I would suspect that somebody from the constituency organization is probably making flustered excuses after first having made extravagant (and unjustified) promises. After all, perhaps luckily, Bilawal wasn’t really depending on this constituency to get into the National Assembly. He did win two seats, in Qamber-Shahdadkot and Larkana.

However, his loss in Lahore has been blamed by his team as being because of the internet outage on polling day, which is said to have allowed the rigging to take place. I’ve been following elections since 1988 closely, to try to find out how they are rigged. I haven’t been able to establish how the rigging is done. What I’ve learnt is that if rigging takes place, then it is only on hotly contested seats. How hotly? I really can’t say. But I would trust any margin over 10,000. If anyone thinks that if someone is behind by 83,000 votes, that can be covered, he’s got another think coming.

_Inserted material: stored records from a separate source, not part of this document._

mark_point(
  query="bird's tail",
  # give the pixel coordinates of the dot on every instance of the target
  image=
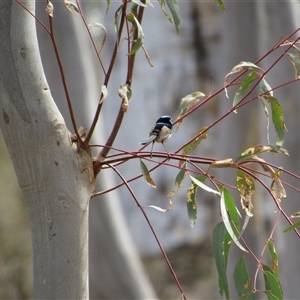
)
(149, 140)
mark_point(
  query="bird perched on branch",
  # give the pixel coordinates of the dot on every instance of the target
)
(160, 132)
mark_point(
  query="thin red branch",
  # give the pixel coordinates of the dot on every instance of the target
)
(152, 229)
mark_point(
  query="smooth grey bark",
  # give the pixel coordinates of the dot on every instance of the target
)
(115, 269)
(56, 178)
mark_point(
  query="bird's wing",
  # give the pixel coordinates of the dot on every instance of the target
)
(150, 139)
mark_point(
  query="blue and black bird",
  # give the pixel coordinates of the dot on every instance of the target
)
(160, 132)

OLf course, there’s the hardcore argument, which is that this result is what was being planned all along, right from the time that Imran was removed from office. The idea was to give him the sort of shock that he needed. Why does no one accept that the results were probably fair. Not overall, because there was all sorts of pre-poll rigging. This is the time when hardcore politicians have to worry. The real question is how many MPAs- or MNAs-elect, who had obtained PTI tickets, but who contested independently, will resist the greater national interest, and suddenly realize that they can’t support those guilty of the May 9 attacks?

Back in 1992, when India was having elections (Rajiv Gandhi was still alive, though that was the election when he was killed), when someone said: “Hum ne kaha Pappu Yadav ko ticket do. Woh chaar panch so booth capture karega, election jeet jaiga. Magar Pappu Yadav ko ticket nahin diya.” He was explaining why a particular party was likely to lose a certain seat. Luckily, we had previously avoided candidates like Pappu Yadav. This election, it seems that there have been a few incidents.

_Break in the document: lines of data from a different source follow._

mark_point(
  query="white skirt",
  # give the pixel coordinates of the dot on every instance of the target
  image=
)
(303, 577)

Note: Pappu Yadav’s ability to capture 400 or 500 booths had nothing to do with government or establishment support. He had developed that ability independently. The sort of criminalization that has happened in Indian politics has not occurred in ours. I don’t think anyone can capture a single booth without being helped. Amd I’ve not heard of criminals getting into politics. Politicians involved in criminal activities, yes. Criminal connections. But actually committing crimes, no. Real crimes, like murder and extortion, not namby-pamby ones like money laundering or income beyond means. The crimes for which Imran has been convicted would be laughed at by any self-respecting Indian politician.

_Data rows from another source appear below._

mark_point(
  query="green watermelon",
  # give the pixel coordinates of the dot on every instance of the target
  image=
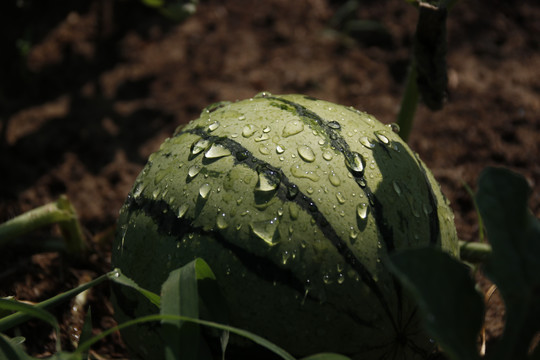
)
(295, 203)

One of the less noticed features of this elections was the return of former Nigerian President Goodluck Jonathan to Pakistan after being here for the D-8 Summit in 2012. He was head of the Commonwealth Observers Group. I don’t know how effective he was. Because instead of his trademark hat, a fedora tilted back, like an American teenager in the 1950s (does anyone remember Big Moose in the Archie Comics? Yes, that’s it), he sported a sort of baseball cap, as worn by the modern American teenager.

But I don’t know if Maulana Fazlur Rehman’s pain at defeat is any less. I mean, losing is one thing, but losing to Ali Amin Gandapur is painful. And here the haircut factor is important. But by that token, Ali Wazir should have won. He didn’t. Speaking of hair, Latif Khosa won in Lahore, but Safdar Abbassi lost in Larkana. It seems a shining dome can only go so far. Ask Nawaz.